1. Home
  2. Appending Data from Excel

Appending Data from Excel

The following topic explains how to append one or more worksheets that are contained in a single Excel workbook. To append worksheets that are spread across several files see Appending data from Multiple files.

Also see our video on appending data in Genstat

Sometimes data for separate categories or trials will have been entered on separate pages within a workbook. If the sheets are identically structured (same column names, same column types of factor/text, etc.) then these can be combined into a single spreadsheet. Even if columns have been named differently you can still combine worksheets by matching the column positions (column one in the second worksheet will be appended to column one in the first worksheet, and so on).

In the image below, the Excel workbook on the left contains two sets of data on separate sheets: Dog Sales and Kitten Sales. Each of these sheets contains the same number of columns and rows, with each column having a duplicate counterpart on the other sheet. The Genstat spreadsheet on the right shows what happens after the two Excel worksheets are appended together. Dog Sales and Kitten Sales are appended one on top of the other, and a new factor column Worksheet identifies which worksheet each row originally came from.

    1. From the menu select Spread | New | Append Multiple Excel Worksheets.
    2. Select the required spreadsheet file and click Open.
    3. Select each worksheet you want to import.
    4. Select a Match columns by option.
      • Position – matches the worksheet columns by their position i.e. column one in the second worksheet will be appended to column one in the first worksheet, etc.
      • Name – matches and appends worksheet columns that have the same name, regardless of their position.
    5. Set other options as required (see Appending options below) or leave them at their defaults then click OK. (The default options are normally sufficient.)

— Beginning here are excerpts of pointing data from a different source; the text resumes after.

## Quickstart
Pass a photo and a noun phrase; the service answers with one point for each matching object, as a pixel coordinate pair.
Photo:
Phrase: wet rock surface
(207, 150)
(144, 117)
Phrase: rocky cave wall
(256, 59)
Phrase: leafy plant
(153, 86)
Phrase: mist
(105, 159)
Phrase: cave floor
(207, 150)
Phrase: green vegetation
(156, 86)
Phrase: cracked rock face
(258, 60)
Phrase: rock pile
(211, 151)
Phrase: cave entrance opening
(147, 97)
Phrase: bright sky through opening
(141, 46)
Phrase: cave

The new spreadsheet opens to display your imported data. Genstat automatically creates a new factor column called WorkSheet that gives the name of the worksheet each row came from.

Appending options

Select columns for inclusion

After you click OK this opens a new dialog that lets you select which columns to include in your final spreadsheet.

  1. Move items from Available columns into Selected columns by double-clicking them. You can select multiple items by holding down Ctrl while clicking with the mouse, then click  to move them all across in one action.
    If you make a mistake click Clear and start again.
  2. When you have selected your columns click OK to generate the spreadsheet
Sort factor levels If your data contains factor columns this option will sort the numeric levels (or text labels) into ascending order.
Suggest columns to be factors Genstat will prompt you to convert columns to factors when the column contains x number of repeated values. You can set the number of repeated values in Tools | Spreadsheet Options then click the Conversions tab. Select Suggest converting columns with <=x unique items to factors and set the number as required.
Remove empty rows Remove any rows that contain no data.
Remove empty columns By default, any columns that do not contain data are removed from the Genstat spreadsheet. However, you can keep the empty columns by deselecting this option.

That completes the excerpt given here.